The Yellow-crowned Night-Heron is a widespread, even if not a locally very abundant species. It has expanded its range in the last century. It is considered a species of concern in some states in the USA, due its peripheral status and perhaps a lack of information. But overall the population appears stable in both North and South America, to the extent that is known. Quantitative trend data are for the most part lacking. Certainly the most important conservation issue is habitat protection. The dependence of the species on a small array of prey types and very selective habitat choice makes it a candidate for special consideration within habitat management plans. For example, the timing and speed of water level draw down of wetlands may affect nesting viability (Laubhan and Reid 1991). Loss and alteration of mangrove forests and other coastal habitats, especially in the southern portion of its range, is a long-term threat. In the USA nesting near and even over houses, roads, and driveways leads to conflict (Watts 1995a). Disturbance in colony sites is an important issue, and needs to be managed in sites near people.

Research needs

Studies are needed on the demography, movements, survival, and distribution of juvenile Yellow-crowned Night-Herons (Watts 1995a). Feeding habits, maturation of feeding efficiency, potential residency outside the breeding range, survival, and site fidelity are all issues that deserve detailed scrutiny. Additional study is needed on breeding phenology, particularly on the relationships among weather, prey emergence, and breeding cycle in more northern latitudes and other factors influencing prey availability elsewhere.

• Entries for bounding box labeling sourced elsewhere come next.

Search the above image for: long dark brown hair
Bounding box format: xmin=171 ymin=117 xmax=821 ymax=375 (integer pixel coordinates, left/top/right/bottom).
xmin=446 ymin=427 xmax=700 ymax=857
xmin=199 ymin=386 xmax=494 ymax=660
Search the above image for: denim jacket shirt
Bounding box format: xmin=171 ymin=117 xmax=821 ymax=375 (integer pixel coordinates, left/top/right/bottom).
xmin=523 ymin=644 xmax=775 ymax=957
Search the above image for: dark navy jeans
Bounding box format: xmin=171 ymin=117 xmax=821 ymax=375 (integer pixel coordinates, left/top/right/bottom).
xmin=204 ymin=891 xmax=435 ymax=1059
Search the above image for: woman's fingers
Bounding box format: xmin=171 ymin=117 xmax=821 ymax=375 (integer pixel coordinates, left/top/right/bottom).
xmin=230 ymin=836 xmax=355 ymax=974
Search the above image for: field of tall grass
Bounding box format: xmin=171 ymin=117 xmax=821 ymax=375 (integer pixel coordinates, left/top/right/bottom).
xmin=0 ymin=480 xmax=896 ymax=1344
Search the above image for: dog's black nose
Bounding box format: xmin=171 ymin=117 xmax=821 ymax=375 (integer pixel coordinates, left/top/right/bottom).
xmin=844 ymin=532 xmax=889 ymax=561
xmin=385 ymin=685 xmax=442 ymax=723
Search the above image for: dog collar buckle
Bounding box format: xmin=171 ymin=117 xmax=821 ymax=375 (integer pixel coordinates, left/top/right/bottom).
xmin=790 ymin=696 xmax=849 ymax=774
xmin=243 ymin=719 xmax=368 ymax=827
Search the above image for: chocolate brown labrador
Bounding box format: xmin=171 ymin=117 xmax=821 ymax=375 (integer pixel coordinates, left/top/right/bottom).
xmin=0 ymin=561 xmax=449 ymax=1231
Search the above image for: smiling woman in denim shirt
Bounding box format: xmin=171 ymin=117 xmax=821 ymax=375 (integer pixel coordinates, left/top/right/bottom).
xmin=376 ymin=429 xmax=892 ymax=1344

The Yellow-crowned Night-Heron is an intriguing species, in that it shows the most specialized development among crab-eating herons. Its stout, strong bill is used for catching and handling these hard-bodied and somewhat threatening prey. That the bill is geographically variable is thought to be an evolutionary response to the size of prey. Island populations eat relatively large prey, such as land crabs. Other populations eat smaller and softer prey, such as inland crayfish. Its dark coloration is cryptic, but it is not solely a night heron. In fact, it feeds whenever is best for the prey available. Although not thoroughly studied, its nesting season appears to be geared toward the timing of availability of crabs, whether based on rainy season or spring temperatures. Developing skills to capture and handle crustaceans appears to take some time. Very few birds attempt to nest before year 2. Younger birds are less efficient, more affected by having other birds nearby, and take easier to catch (and probably not as profitable) prey. Much is yet unknown about what may be the distinctive ecology of juvenile birds. This is a successful species despite its narrow niche. It is widespread and not declining seriously anywhere in its range. It is likely that its flexibility and adaptability are the keys to its success.